Since the set of splitting rules used to segment the predictor space can be summarized in a tree, these types of approaches are known as decision tree methods.
- bagging
- random forests
- boosting
Each of these approaches involves producing multiple trees which are then combined to yield a single consensus prediction.
## The Basis of Decision Trees
### Regression Trees
recursive binary splitting: top-down, greedy
- **top-down**: it begins at the top of the tree (at which point all observations belong to a single region) and then successively splits the predictor space; each split is indicated via two new branches further down on the tree.
- **greedy**: at each step of the tree-building process, the best split is made at that particular step, rather than looking ahead and picking a split that will lead to a better tree in some future step.
tree pruning
### Classification Trees
- the most common class
- Gini index
- cross-entropy
## Trees Versus Linear Models
If the relationship between the features and the response is well approximated by a linear model, then an approach such as linear regression will likely work well, and will outperform a method such as a regression tree that does not exploit this linear structure.

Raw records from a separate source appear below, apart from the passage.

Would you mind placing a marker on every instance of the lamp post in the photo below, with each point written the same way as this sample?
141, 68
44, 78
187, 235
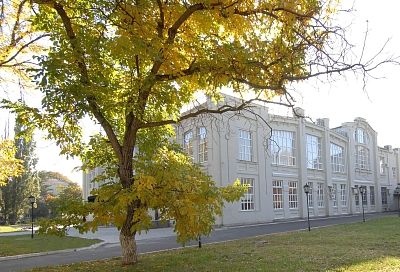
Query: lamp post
362, 190
397, 193
307, 190
32, 200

If instead there is a highly non-linear and complex relationship between the features and the response as indicated, then decision trees may outperform classical approaches.
## Bagging, Random Forests, Boosting
### Bagging
$$
\hat f_{bag}(x)=\frac{1}{B}\sum\limits_{b=1}^B\hat f^{*b}(x)
$$
reduce the variance
### Random Forests
As in bagging, we build a number of decision trees on bootstrapped training samples. But when building these decision trees, each time a split in a tree is considered, a random sample of $m$ predictors is chosen as split candidates from the full set of $p$ predictors.
Suppose that there is one very strong predictor in the data set, along with a number of other moderately strong predictors. Then in the collection of bagged trees, most or all of the trees will use this strong predictor in the top split. Consequently, all of the bagged trees will look quite similar to each other. Hence the predictions from the bagged trees will be highly correlated. Unfortunately, averaging many highly correlated quantities does not lead to as large of a reduction in variance as averaging many uncorrelated quantities. In particular, this means that bagging will not lead to a substantial reduction in variance over a single tree in this setting.
### Boosting
Boosting works in a similar way, except that the trees are grown sequentially: each tree is grown using information from previously grown trees. Boosting does not involve bootstrap sampling; instead each tree is fit on a modified version of the original data set.
learns slowly.
Given the current model, we fit a decision tree to the residuals from the model. That is, we fit a tree using the current residuals, rather than the outcome $Y$, as the response.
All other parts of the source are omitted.